Eine Anrainerin, die neben dem Heim lebt, schilderte unter Tränen ihre Erlebnisse vom 17. August: Eine Vielzahl bewaffneter Polizisten sei erschienen, am Himmel ein kreisender Hubschrauber. »Jemanden in so eine Situation zu bringen – Wahnsinn. Ich hatte Angst um meine Kinder. Und uns dann auch noch zu drohen – das ist das Letzte«, sagte sie mit brechender Stimme.

Ein weiterer Lammer bezweifelte, dass die Heimbewohner ins Tal gefahren werden: »Sie gehen bei jeder Witterung in Scharen zum Bus. Ihnen ist langweilig. Dieses Heim gehört geschlossen – sofort. Sonst passiert das gleiche wie in Villach.« Lauter Applaus des Publikums. Schilcher hielt dem entgegen, ein Fahrtenbuch zu führen: »Keiner geht zu Fuß.« 

Das wurde nicht akzeptiert. Eine Anrainerin sprach von großen Männergruppen, die im Ort unterwegs seien: »Dass da Angst aufkommt ist, normal.« Lamm habe knapp 90 Einwohner – »da ist es völlig unverständlich, dass hier 50 bis 70 Asylwerber untergebracht werden.« Sie habe Angst um ihre zwei jungen Enkelinnen.

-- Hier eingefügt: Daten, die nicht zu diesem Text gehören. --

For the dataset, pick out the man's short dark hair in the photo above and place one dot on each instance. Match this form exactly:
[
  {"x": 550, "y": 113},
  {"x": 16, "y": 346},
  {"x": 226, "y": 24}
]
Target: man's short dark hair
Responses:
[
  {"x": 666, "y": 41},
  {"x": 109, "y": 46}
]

Der St. Andräer FPÖ-LAbg. Jürgen Ozwirk erinnerte daran, dass die St. Andräer Resolution von seiner Partei ausging – und die SPÖ im Landtag einen Antrag auf Schließung abgelehnt habe. 

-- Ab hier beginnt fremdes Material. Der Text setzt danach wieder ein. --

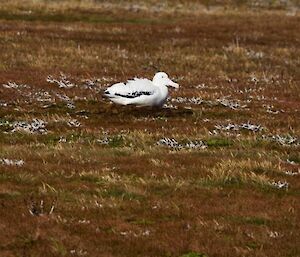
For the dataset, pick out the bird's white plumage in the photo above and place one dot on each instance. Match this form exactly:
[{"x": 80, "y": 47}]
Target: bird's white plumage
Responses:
[{"x": 143, "y": 92}]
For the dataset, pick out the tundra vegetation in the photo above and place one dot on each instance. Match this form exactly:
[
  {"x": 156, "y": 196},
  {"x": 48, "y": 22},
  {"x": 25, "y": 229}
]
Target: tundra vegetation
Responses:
[{"x": 216, "y": 172}]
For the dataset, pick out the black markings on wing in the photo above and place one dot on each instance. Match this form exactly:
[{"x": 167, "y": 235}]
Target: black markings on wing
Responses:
[{"x": 135, "y": 94}]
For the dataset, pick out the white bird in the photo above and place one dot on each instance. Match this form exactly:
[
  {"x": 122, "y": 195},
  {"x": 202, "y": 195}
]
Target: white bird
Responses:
[{"x": 142, "y": 92}]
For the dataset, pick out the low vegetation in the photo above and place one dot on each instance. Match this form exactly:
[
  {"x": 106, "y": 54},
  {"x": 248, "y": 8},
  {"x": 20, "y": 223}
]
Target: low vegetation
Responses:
[{"x": 213, "y": 173}]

Schaar: »Der Landtag kann den Vertrag nicht kündigen – deshalb wurde der Antrag abgelehnt.« Sie regte eine Verbesserung des problematischen Verhältnisses zwischen Schilcher und den Anrainern an und rechnete vor, dass Heimbetreiber 25 Euro pro Tag und Bewohner erhalten: »Das ist zu wenig. Ich hoffe, der Tagsatz wird erhöht« – damit neue Unterkünfte geschaffen werden.

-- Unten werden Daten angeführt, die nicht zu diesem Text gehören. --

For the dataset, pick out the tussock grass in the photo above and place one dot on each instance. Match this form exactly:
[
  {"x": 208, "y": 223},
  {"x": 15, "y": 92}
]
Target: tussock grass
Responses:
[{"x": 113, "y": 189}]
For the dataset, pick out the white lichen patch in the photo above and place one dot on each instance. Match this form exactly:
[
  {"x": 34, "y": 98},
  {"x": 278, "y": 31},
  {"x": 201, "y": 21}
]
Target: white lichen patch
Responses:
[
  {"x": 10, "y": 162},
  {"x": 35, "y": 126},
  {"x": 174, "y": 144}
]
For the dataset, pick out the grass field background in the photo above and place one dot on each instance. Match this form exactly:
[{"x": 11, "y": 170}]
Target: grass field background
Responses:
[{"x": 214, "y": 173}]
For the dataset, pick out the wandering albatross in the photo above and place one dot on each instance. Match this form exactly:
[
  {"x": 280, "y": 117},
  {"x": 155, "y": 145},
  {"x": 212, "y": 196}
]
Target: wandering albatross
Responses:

Ein Rüffel der Landesrätin

Auch Schilcher sprach sich für regelmäßige Treffen mit den Anrainern aus. Er forderte von der Landesrätin psychologische Betreuung, Deutschkurse vor Ort und Arbeitsmöglichkeiten für die Bewohner in St. Andrä. Die Landesrätin konterte, Deutschkurse, der Transport der Asylwerber und deren Beschäftigung sei bereits vertraglich festgelegt. Schaar: »Es tut weh, wenn jetzt so getan wird, das Land soll das tun.« Denn all das habe vom Betreiber auszugehen. 

Bürgermeisterin Knauder meinte, als die Veranstaltung nach rund 90 Minuten zu Ende ging: »Wir sind alle für die Schließung des Asylheims Lamm.« Das werde aber nicht von heute auf morgen möglich sein ...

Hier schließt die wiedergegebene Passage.